The harmful chromium compounds found in the groundwater at sites receiving waste from former textiles factories, smelters, and tanneries have been linked to cancer, and excessive exposure can lead to problems with the kidneys, liver, lungs and skin.
The research team, led by Dr Doug Stewart from the School of Civil Engineering and Dr Ian Burke from the School of Earth and Environment, has discovered that adding dilute acetic acid (vinegar) to the affected site stimulates the growth of naturally-occurring bacteria by providing an attractive food source.
In turn, these bacteria then cleanse the affected area by altering the chemical make-up of the chromium compounds to make them harmless.
"The original industrial processes changed these chemicals to become soluble, which means they can easily leach into the groundwater and make it unsafe," said Dr Burke.
"Our treatment method reconverts the oxidised chromate to a non-soluble state, which means it can be left safely in the ground without risk to the environment.

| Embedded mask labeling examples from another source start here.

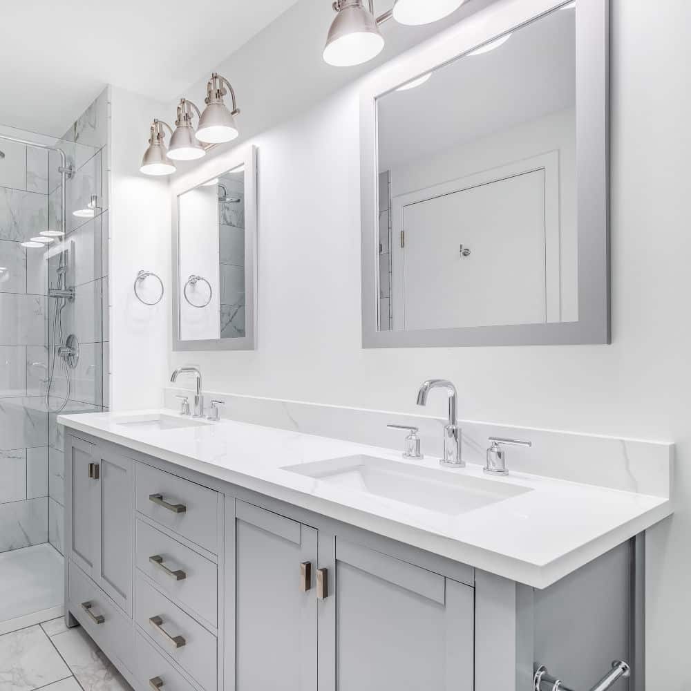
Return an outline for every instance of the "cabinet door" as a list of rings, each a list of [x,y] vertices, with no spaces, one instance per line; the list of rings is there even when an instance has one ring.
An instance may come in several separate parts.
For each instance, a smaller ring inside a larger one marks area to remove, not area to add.
[[[98,551],[98,480],[95,446],[68,435],[65,441],[68,549],[72,560],[94,576]]]
[[[339,538],[335,564],[339,691],[472,691],[471,587]]]
[[[94,579],[131,614],[133,462],[100,447],[97,451],[100,540]]]
[[[236,691],[316,691],[317,531],[238,500],[235,547]]]

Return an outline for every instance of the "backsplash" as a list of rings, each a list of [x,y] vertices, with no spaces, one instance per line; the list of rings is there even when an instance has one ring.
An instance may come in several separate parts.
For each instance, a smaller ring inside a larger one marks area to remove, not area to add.
[[[177,410],[180,401],[176,395],[188,392],[187,389],[166,388],[165,407]],[[212,398],[225,402],[220,416],[227,419],[386,448],[402,450],[406,435],[404,430],[387,428],[388,423],[413,425],[419,428],[422,453],[428,457],[442,455],[446,424],[442,418],[209,391],[205,395],[207,403]],[[509,472],[654,496],[670,495],[672,444],[474,421],[461,420],[460,424],[466,463],[484,464],[489,437],[524,439],[532,442],[531,448],[507,448]]]

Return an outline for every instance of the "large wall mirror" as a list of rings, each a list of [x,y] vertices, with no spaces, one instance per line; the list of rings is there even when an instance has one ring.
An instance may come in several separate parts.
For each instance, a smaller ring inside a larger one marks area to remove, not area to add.
[[[455,32],[363,96],[363,345],[607,343],[607,1]]]
[[[256,157],[211,160],[173,191],[176,350],[254,348]]]

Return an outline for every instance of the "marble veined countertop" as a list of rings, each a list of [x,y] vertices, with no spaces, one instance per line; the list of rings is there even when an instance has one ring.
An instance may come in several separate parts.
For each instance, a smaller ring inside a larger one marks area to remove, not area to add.
[[[122,424],[161,414],[179,417],[169,410],[142,410],[61,415],[57,422],[537,588],[551,585],[672,511],[665,497],[524,473],[491,477],[480,466],[443,468],[436,458],[406,460],[398,450],[230,420],[166,430]],[[433,468],[442,480],[448,473],[451,484],[499,483],[498,492],[506,498],[453,515],[284,469],[357,455]]]

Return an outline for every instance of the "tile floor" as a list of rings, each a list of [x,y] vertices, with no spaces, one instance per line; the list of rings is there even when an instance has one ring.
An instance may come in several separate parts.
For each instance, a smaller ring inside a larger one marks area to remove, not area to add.
[[[0,636],[0,691],[132,691],[78,626],[52,619]]]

As it is no longer 'bio-available', it doesn't present any risk to the surrounding ecosystem," he added.
Chromate chemicals have previously been successfully treated in situ in neutral Ph conditions, but this study is unique in that it concentrates on extremely alkaline conditions, which are potentially much more difficult to treat.
The current favoured method of dealing with such groundwater contaminants is to remove the soil to landfill, which can be costly, both financially and in terms of energy usage.

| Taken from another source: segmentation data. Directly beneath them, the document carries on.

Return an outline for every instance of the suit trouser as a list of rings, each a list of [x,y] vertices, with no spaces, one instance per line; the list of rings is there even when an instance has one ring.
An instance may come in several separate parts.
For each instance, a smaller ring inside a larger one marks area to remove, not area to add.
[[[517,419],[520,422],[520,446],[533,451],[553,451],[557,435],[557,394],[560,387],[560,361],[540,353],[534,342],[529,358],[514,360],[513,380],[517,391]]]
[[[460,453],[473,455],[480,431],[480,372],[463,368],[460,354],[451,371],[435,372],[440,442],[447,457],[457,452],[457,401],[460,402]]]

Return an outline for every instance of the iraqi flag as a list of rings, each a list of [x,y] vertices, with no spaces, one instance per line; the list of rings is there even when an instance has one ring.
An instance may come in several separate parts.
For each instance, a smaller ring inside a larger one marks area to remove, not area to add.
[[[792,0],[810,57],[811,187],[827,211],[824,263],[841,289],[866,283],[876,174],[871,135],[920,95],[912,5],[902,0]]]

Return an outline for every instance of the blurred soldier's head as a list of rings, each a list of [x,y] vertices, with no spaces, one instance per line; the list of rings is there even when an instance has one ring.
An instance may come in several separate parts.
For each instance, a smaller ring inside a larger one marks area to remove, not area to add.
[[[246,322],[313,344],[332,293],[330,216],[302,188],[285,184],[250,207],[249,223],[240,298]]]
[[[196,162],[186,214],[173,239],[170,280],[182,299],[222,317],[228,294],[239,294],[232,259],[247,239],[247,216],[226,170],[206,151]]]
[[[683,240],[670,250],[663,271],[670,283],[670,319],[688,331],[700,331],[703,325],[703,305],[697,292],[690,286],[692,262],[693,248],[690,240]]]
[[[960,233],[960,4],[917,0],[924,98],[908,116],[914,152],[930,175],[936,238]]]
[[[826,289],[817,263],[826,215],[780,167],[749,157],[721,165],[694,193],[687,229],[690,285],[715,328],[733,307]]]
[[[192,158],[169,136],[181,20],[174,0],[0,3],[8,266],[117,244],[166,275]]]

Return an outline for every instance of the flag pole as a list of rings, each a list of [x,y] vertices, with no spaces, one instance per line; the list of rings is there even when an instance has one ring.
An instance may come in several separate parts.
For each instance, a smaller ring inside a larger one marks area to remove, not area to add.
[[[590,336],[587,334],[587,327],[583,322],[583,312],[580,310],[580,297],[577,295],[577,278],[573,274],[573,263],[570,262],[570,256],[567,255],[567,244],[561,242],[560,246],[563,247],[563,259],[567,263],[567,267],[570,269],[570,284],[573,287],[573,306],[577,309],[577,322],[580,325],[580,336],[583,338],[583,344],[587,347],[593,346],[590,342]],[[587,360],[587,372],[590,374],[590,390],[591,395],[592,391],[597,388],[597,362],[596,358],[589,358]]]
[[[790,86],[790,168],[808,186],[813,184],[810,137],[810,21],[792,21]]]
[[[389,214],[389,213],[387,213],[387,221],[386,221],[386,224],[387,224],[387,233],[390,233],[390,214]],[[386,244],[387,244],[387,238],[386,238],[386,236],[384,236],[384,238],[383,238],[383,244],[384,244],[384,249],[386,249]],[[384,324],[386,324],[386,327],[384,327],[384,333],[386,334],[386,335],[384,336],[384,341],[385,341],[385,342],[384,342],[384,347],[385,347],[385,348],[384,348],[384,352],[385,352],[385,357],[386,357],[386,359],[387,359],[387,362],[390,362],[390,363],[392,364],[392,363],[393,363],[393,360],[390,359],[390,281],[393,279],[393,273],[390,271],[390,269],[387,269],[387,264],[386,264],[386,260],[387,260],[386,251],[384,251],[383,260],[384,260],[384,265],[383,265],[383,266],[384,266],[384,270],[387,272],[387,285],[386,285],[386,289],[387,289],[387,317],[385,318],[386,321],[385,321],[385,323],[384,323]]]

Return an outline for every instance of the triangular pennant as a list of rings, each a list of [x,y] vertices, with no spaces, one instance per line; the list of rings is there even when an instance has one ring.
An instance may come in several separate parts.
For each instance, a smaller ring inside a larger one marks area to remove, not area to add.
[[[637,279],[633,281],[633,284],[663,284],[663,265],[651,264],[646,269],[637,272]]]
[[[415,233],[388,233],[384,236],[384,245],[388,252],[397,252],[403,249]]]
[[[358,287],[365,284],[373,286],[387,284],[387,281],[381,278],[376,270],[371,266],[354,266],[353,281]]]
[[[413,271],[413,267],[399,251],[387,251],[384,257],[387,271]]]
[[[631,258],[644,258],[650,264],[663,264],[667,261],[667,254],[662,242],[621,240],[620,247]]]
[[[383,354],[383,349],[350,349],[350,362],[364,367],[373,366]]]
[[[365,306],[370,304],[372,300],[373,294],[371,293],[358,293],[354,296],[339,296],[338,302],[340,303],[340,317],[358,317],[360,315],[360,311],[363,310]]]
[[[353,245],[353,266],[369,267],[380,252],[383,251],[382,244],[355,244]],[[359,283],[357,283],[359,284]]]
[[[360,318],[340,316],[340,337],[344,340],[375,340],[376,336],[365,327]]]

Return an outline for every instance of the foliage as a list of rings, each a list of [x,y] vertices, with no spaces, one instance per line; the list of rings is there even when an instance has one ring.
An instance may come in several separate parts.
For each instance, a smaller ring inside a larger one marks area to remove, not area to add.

The Leeds methods being developed will allow treatment to take place on site, which is safer, more energy efficient and much cheaper.
Current environmental regulations mean that before the team can test out its research findings in the field, they need water-tight proof that their methods can work, as it is illegal to introduce any substance into groundwater - even where it is contaminated - unless it has been shown to be beneficial.
"From the results we have so far, I am certain that we can develop a viable treatment for former industrial sites where chromate compounds are a problem," said Dr Stewart.
"By designing a clean-up method that promotes the growth of naturally occurring bacteria without introducing or engineering new bacteria, we are effectively hitting every environmental target possible," he added.